From above, G_1 is a strongly regular graph with parameters (n_1,k_1,\lambda ,\mu ), where n_1=\frac{n}{n_2},k_1=\frac{k-1}{n_2},\lambda =\frac{a_2-2}{n_2},\mu =\frac{c_2}{n_2}.

We next show that G is isomorphic to G_1[G_2]. Let the equivalence class E_i be \{v_{i1},v_{i2},\dots ,v_{i{n}_2}\}. Let us first prove that f(E_i,u_j)=v_{ij} is a graph isomorphism from G_1[G_2] to G.

Let (E_i,u_j),(E_{i^{\prime }},u_{j^{\prime }}) be two distinct vertices in G_1[G_2]. Clearly, f is a bijection. Thus we need to show that v_{ij} is adjacent to v_{i^{\prime }{j}^{\prime }} if and only if (E_i,u_j) is adjacent to (E_{i^{\prime }},u_{j^{\prime }}).

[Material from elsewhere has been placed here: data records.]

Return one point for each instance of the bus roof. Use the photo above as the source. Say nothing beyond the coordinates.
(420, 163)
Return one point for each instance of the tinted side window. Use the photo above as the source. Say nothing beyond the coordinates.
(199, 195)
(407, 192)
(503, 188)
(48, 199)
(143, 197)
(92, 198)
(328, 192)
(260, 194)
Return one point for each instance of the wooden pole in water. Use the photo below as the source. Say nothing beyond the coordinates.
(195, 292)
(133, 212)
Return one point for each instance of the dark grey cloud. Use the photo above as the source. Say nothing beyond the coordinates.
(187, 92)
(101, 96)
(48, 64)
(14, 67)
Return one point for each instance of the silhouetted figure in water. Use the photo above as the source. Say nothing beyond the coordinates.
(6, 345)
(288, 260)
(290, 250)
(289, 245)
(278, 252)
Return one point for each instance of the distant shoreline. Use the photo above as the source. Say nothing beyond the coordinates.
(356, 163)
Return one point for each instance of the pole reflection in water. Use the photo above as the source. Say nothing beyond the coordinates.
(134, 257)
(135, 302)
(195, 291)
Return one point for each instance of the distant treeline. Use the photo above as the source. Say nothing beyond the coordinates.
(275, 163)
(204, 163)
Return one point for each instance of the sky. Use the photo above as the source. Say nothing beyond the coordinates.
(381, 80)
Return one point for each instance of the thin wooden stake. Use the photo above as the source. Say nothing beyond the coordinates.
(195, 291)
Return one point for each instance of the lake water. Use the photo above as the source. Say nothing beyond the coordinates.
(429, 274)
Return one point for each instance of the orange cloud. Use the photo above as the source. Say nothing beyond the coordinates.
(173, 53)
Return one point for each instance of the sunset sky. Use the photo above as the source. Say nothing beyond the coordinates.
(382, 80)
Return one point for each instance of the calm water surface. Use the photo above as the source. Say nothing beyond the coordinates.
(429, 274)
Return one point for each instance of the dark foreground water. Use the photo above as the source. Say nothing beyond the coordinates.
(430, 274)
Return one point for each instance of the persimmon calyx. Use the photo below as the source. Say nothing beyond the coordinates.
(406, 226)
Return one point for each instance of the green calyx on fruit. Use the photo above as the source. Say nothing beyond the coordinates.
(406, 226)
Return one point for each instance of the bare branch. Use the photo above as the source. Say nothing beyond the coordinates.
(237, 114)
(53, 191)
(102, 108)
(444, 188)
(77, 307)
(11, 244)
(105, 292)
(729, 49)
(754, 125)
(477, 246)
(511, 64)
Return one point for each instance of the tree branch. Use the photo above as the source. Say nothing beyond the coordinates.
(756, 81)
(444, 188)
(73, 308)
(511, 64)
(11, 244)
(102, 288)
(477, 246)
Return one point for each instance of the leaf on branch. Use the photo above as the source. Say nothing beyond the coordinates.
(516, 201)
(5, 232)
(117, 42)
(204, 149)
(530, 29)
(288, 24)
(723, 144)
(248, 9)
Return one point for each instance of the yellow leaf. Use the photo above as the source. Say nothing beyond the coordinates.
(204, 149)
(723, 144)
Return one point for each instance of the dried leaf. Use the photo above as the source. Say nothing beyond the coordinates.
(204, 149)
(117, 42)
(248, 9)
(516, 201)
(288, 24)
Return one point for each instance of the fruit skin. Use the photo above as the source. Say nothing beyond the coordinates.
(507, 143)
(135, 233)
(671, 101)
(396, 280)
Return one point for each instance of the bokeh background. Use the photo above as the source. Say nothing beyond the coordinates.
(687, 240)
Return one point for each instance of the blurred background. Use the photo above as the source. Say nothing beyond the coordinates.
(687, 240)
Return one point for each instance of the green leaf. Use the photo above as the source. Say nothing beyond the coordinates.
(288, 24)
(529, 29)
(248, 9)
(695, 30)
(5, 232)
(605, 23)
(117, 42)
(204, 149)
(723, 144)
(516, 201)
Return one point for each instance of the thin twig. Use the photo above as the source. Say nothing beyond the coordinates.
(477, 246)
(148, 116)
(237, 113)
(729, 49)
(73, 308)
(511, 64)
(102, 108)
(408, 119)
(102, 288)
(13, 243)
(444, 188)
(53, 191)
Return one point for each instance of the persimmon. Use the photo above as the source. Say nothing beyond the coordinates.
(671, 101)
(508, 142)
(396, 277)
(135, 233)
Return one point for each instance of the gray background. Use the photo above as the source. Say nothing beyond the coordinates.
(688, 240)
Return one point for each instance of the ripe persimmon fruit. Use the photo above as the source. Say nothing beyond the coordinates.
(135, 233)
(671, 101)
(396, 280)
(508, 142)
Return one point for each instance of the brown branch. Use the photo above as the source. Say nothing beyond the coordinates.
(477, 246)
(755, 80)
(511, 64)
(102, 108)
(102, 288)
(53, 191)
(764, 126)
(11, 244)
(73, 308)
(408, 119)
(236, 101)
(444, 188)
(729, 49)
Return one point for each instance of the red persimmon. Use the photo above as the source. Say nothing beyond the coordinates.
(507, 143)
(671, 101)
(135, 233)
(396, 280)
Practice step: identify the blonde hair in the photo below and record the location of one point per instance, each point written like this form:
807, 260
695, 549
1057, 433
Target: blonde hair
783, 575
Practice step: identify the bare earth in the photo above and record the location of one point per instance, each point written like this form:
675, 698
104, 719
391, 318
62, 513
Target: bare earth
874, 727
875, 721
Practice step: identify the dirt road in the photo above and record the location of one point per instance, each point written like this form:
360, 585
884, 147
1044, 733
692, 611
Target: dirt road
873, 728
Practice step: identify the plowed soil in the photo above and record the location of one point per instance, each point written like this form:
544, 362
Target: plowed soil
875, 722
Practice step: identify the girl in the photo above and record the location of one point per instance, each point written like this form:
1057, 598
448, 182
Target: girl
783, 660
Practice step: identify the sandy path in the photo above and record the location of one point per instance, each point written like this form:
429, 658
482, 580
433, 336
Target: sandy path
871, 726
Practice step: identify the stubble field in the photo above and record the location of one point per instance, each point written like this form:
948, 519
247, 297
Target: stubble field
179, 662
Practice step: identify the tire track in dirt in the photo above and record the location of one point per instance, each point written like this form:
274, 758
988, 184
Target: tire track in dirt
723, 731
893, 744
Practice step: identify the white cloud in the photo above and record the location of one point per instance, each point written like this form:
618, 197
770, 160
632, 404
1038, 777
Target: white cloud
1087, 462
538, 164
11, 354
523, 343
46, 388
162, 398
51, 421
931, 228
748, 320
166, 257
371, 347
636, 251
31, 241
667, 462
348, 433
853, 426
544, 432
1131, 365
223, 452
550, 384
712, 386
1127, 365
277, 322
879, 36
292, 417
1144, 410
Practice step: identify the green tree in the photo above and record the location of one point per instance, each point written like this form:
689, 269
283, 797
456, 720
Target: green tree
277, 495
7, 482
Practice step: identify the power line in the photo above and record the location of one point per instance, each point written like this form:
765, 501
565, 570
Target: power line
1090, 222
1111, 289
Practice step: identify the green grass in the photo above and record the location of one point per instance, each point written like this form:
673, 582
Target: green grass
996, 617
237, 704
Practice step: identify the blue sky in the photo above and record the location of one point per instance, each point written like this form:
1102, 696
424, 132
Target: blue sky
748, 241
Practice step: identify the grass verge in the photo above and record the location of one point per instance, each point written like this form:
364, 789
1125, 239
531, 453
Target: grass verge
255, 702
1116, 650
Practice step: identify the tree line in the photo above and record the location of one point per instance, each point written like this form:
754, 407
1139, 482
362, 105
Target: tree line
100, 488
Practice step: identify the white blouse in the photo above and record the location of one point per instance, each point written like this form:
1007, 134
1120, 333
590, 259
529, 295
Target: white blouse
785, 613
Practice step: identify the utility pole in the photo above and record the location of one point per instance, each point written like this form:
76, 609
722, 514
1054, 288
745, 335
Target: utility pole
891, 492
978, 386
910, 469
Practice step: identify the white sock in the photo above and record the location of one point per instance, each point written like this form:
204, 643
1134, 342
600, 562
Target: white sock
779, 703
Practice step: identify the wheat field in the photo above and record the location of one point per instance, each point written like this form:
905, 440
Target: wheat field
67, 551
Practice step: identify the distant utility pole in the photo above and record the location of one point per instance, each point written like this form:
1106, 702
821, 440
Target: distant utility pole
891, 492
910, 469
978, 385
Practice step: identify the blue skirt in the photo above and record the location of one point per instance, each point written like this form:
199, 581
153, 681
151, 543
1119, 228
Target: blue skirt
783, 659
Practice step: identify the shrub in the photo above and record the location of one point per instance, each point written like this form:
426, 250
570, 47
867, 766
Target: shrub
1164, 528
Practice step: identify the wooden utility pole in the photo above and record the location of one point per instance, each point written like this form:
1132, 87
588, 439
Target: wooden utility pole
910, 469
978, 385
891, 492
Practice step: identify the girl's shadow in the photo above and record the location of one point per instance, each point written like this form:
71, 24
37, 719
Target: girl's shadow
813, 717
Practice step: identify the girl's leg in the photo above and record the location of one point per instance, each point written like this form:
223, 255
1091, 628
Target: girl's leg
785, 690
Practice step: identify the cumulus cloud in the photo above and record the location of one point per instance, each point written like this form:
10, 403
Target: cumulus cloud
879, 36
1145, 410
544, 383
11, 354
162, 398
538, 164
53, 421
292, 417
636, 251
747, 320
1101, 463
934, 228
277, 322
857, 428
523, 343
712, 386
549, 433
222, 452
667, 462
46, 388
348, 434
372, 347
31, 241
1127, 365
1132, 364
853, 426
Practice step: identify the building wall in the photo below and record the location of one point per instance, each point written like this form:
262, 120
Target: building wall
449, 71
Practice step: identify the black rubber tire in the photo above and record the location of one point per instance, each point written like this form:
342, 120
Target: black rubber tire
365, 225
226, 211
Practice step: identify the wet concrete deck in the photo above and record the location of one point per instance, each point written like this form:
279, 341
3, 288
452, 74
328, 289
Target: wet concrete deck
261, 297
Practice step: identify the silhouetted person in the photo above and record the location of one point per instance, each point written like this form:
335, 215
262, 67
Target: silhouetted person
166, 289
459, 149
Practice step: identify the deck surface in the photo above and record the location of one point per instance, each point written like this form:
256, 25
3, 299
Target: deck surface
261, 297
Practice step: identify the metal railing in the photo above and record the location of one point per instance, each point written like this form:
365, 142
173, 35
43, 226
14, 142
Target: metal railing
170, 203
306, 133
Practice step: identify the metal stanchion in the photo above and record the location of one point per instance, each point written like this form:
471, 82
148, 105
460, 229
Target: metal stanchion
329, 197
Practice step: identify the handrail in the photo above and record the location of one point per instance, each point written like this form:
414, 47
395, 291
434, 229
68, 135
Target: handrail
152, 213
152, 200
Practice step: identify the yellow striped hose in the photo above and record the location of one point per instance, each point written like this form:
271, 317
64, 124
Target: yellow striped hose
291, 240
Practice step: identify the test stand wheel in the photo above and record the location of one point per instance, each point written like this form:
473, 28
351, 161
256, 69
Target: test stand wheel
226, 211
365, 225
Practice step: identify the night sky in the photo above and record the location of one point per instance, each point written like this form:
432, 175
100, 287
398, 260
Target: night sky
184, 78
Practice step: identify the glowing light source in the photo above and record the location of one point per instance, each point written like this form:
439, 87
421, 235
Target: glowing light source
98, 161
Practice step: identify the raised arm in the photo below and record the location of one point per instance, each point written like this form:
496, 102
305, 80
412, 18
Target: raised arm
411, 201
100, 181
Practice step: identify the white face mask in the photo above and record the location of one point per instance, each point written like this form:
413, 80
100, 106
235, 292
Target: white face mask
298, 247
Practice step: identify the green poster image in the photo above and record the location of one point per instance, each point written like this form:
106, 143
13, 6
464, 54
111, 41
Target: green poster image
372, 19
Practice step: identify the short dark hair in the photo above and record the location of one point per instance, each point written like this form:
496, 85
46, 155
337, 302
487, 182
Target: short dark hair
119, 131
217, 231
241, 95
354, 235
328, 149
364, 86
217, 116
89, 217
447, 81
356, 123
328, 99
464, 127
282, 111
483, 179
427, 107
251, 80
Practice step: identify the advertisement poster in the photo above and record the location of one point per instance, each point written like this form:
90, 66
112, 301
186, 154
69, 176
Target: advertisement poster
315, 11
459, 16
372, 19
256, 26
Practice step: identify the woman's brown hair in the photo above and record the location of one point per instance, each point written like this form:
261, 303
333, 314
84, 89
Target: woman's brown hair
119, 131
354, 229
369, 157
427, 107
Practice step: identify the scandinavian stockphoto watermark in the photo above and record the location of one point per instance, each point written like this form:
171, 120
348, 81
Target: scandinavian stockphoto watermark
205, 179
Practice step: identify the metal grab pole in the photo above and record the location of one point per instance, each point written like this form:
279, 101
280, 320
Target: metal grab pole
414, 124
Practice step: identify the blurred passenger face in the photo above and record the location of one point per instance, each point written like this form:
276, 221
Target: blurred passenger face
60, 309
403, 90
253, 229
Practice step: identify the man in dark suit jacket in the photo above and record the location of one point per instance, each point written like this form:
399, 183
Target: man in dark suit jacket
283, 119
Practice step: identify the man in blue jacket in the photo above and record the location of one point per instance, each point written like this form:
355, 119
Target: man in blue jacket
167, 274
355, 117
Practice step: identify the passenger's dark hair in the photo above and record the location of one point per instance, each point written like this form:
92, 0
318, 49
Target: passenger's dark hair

By the definition of composition of graphs, we conclude that if i\ne i^{\prime }, then (E_i,u_j) and (E_{i^{\prime }},u_{j^{\prime }}) are adjacent if and only if E_i and E_{i^{\prime }} are adjacent; if i=i^{\prime }, then (E_i,u_j) and (E_{i^{\prime }},u_{j^{\prime }}) are adjacent if and only if u_j and u_{j^{\prime }} are adjacent. Thus, we have the following two cases.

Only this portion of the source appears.